President Donald Trump is in Las Vegas on Saturday – and Democrats are thrilled about it.

With the nation focused on Trump’s policy that’s resulted in children being separating from their parents at the border, the efforts to undo that practice and the congressional struggle to advance an immigration bill, Trump is traveling to a crucial state where immigration is at the forefront of the political debate.

Nevada’s population is 28 percent Latino – and even higher than that in Clark County, the home of Las Vegas and the source of the vast majority of Democratic votes in the state. And with powerful labor groups like the Culinary Union and a political machine built by former Senate Majority Leader Harry Reid, Democrats here are organized.

“Donald Trump cannot come to Nevada and demonize immigrants,” said Steven Horsford, a Democratic former congressman running against Republican Cresent Hardy in southern Nevada’s 4th District.

“Nevadans won’t accept it, and it’s a large part why Trump did not win in Nevada in 2016 – because Nevadans could not stomach the divisiveness and attacks on immigrants,” Horsford added.

Nevada, a swing state in presidential years that Hillary Clinton won in 2016, is among the most important states in this year’s midterm elections, with a Senate seat, the governor’s office and two competitive House races on the ballot.

Trump’s visit is scheduled to include a speech at the state GOP’s convention, a fundraiser for Sen. Dean Heller – the nation’s most endangered Republican incumbent senator in November’s midterms – and a roundtable discussion on tax restructuring.

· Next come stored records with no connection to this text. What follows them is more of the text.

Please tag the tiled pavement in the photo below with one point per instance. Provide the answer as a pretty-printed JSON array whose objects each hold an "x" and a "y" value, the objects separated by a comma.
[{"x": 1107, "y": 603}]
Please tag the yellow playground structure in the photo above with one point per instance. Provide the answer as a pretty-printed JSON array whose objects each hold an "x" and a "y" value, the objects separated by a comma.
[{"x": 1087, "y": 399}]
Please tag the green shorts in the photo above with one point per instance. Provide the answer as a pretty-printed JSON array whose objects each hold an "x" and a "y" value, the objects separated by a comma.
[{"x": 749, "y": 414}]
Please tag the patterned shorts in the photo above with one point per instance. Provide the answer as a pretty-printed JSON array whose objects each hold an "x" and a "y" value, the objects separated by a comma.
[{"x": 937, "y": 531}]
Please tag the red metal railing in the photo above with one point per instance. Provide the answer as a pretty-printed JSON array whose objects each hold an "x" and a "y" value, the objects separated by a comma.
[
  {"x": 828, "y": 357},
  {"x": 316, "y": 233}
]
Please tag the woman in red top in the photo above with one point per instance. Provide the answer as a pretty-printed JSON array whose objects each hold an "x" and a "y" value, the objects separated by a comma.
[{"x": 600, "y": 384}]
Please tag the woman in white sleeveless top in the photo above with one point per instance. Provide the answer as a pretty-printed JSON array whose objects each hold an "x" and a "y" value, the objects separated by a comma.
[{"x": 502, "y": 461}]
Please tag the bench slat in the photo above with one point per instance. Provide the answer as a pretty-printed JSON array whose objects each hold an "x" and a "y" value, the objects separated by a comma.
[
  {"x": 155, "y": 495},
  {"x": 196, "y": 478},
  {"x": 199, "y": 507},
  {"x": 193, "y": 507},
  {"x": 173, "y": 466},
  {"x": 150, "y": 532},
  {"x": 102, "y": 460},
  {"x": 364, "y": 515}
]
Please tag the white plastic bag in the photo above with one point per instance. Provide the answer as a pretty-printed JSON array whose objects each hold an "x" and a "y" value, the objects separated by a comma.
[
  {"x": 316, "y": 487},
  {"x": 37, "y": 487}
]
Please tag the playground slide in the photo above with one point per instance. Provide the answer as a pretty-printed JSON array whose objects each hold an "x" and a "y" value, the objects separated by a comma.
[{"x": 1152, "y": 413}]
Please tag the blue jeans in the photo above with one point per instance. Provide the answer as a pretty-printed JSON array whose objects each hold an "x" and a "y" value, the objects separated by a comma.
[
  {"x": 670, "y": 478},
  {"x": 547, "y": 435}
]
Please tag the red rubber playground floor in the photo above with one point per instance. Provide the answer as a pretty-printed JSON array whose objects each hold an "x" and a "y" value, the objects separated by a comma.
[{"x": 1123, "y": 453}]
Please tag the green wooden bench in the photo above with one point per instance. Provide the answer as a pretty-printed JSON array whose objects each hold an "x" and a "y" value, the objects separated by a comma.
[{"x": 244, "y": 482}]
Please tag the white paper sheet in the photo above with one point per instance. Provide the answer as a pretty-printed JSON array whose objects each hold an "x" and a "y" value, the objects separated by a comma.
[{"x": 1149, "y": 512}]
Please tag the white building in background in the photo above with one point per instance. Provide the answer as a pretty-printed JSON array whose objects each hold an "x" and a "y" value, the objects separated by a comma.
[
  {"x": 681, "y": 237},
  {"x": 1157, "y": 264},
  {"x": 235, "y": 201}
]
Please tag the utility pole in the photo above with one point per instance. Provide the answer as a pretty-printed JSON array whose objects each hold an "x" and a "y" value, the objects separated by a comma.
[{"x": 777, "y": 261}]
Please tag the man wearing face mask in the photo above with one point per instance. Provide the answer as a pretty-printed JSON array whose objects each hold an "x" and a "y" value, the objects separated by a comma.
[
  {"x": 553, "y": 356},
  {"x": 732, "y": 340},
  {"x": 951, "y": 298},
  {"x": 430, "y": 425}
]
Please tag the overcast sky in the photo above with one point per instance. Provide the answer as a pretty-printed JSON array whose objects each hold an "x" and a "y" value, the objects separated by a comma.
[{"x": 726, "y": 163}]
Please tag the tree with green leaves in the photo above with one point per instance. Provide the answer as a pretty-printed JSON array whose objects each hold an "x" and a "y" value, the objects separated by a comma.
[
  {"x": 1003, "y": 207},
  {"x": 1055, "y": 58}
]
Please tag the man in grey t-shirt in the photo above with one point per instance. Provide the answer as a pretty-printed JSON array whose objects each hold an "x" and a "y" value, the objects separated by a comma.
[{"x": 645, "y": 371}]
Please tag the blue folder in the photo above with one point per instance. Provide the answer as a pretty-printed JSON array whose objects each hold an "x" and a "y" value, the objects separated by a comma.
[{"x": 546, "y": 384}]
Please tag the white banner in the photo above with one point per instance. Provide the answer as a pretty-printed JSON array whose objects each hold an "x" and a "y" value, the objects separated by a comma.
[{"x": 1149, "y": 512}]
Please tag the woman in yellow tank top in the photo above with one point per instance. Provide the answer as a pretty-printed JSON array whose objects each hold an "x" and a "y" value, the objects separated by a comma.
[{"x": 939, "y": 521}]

Democrats will be counter-programming with their own state convention in Reno, featuring Sen. Elizabeth Warren of Massachusetts and highlighting the party’s Senate candidate challenging Heller, U.S. Rep. Jacky Rosen.

Warren will also stop in Henderson, near Las Vegas, for an evening event with Sen. Catherine Cortez Masto.

Democrats say they’ll use the day in part to highlight the Trump administration’s practice of separating children from their parents at the border after they’ve entered the US illegally, and the failure of the Republican-controlled Congress to pass an immigration bill that protects the young undocumented immigrants – sometimes called DREAMers – who had been protected from deportation under former President Barack Obama through the Deferred Action for Childhood Arrivals program, which Trump ended.

Trump signed an executive order Wednesday intended to end the family separations but it’s unclear how families already divided will be reunited.

Heller previously said he doesn’t support the family separations but that it was up to Congress, rather than Trump, to halt them.

Heller “really could hold the President accountable,” Rosen deputy campaign manager Mariela Hernandez said. “They’re going to spend a lot of time together, and this would be an opportunity for Sen. Heller to really stand up on this issue and say, ‘This is not right and the President needs to do something about it.'”

Rosen and Cortez Masto are planning trips Monday to tour separate detention facilities in Texas. Rosen has also released a Spanish-language television ad airing during the World Cup that highlights the family separations on the border.

“Jacky Rosen is the Democratic congresswoman who is not afraid to stand up to Trump, fight for a path for Dreamers toward a secure future and against Trump’s dirty game of separating mothers from their children,” the ad says.

“For Nevada, the issue of immigration is a big one,” Hernandez said. “A lot of the families here are mixed-status families – you have parents who may be U.S. citizens, or one of them is. Children who are born here, but their sibling is a DACA recipient.”

Heller and Hardy’s campaigns did not respond to requests for interviews or comment.

A spokesman for Republican Danny Tarkanian, who is facing Democratic philanthropist Susie Lee in Nevada’s 3rd District House race, declined to comment.

Democrats, meanwhile, say their opponents have been far too slow to challenge Trump – particularly this week.

“Honestly, I’ve heard more from people who are not immigrants who are as disgusted and discouraged by the events that are taking place and tearing families apart as anyone else,” Horsford said. “So this is an issue that crosses demographic lines; it crosses party lines. It goes to the core of who we are as human beings.”